Transport emissions represent an important contribution to the particulate matter (PM2.5) levels in some of the European cities such as Madrid, Spain (39%), Luxembourg City, Luxembourg (30%) and Paris, France (29%) and are a key contributor in densely populated areas like Belgium and the Netherlands.
Although agricultural activities take place mostly outside cities, agricultural emissions contribute to fine particulate matter concentration in many European cities.
The highest levels were found in Dresden, Germany (40%), Braunschweig-Salzgitter-Wolfsburg, Germany (39%), Usti nad Labem, Czech Republic (38%), Pilsen, Czech Republic (37%) and Leipzig, Germany (36%).
Industry plays a key role in city pollution in some of the Eastern countries (Bulgaria, Romania and Greece) as well as in the western part of Germany. The largest contributions were found in Mannheim-Ludwigshafen, Germany (47%), Bilbao, Spain (46%), Linz, Austria (44%), Marseille, France (41%) and Brescia, Italy (37%).
The impact of residential heating is more important in the eastern countries (Poland in particular) and in some cities in Italy.
The largest contributions were found in Warsaw, Poland (48%), Krakow, Poland (40%), Katowice, Poland (40%), Lodz, Poland (33%) and Poznan, Poland (33%).
The Air Quality Atlas for Europe provides a detailed analysis of the sources of particulate matter for the 150 cities. It ranks the sectors that contribute most to air pollution and indicates the share of pollution emanating from local, national and European sources.
The Atlas also clarifies the role that cities, regions, Member States and the EU can have in the reduction of air pollution.
At the Clean Air Forum taking place today in Paris, the Commission also aunched a new Air Quality Index with the EU Environment Agency, which allows citizens to monitor air quality in real-time.
A full press release on the Air Quality Atlas and Index is available online.
EU air quality policy has brought significant reductions in concentrations of harmful pollutants such as particulate matter, sulphur dioxide, lead – and yet, major problems remain. Fine particulate matter, nitrogen dioxide, and ozone, in particular, continue to present significant health risks, and recommended limits for health are regularly exceeded.
EU air quality standards are breached in many regions and cities, and public health suffers accordingly, with rising costs to health care and the economy.
The term particulate matter refers to fine solid or liquid particles created by human activities. It includes dust, smoke, soot, pollen and soil particles.

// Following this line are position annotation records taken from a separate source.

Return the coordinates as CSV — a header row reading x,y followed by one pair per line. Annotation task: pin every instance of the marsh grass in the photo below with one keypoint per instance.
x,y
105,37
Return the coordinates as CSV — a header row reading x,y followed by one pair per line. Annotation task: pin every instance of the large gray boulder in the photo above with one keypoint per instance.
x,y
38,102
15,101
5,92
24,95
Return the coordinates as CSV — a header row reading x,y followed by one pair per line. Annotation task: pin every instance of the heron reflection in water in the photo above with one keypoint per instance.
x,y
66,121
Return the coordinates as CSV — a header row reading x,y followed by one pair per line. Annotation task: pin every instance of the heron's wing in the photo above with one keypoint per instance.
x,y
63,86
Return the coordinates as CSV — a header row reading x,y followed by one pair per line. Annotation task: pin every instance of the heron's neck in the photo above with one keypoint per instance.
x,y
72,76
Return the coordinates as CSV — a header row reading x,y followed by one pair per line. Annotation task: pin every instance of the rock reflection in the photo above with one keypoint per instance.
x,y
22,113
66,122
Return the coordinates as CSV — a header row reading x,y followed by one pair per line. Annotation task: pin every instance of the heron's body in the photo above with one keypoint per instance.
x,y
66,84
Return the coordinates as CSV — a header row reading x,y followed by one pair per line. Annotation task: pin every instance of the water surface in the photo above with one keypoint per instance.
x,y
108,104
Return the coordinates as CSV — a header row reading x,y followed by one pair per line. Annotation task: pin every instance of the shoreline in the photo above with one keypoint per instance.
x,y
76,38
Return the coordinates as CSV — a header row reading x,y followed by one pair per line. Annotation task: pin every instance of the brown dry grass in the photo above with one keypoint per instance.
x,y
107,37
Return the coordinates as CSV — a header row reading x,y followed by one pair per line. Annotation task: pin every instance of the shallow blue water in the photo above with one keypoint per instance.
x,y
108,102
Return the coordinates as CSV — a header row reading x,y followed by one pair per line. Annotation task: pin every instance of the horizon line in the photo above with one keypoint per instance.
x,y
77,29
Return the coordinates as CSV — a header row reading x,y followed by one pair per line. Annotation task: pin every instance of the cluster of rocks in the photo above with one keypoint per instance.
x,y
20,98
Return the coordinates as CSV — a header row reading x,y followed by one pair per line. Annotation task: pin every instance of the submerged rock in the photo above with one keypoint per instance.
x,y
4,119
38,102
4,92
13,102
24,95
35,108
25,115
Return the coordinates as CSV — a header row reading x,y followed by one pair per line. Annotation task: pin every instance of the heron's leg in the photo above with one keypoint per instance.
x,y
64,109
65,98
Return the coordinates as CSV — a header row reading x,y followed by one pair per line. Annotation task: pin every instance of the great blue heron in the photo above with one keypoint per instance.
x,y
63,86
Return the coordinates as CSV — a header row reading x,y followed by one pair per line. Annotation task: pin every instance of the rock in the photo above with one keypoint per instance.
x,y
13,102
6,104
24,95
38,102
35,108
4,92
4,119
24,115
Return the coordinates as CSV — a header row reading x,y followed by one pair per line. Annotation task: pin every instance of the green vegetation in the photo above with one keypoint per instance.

PM2.5 is particulate matter with a diameter smaller than 2.5 μm; PM10 refers to particulate matter with diameter smaller than 10 μm.
These pollutants can be emitted directly or be formed through series of complex chemical formation processes from other air pollutants.
Depending on meteorological conditions, PM2.5 can remain in the atmosphere from several days up to one week.
PM2.5 is responsible of adverse health effects and premature deaths and it has been estimated to reduce life expectancy in the EU by eight to 10 months in the most polluted regions.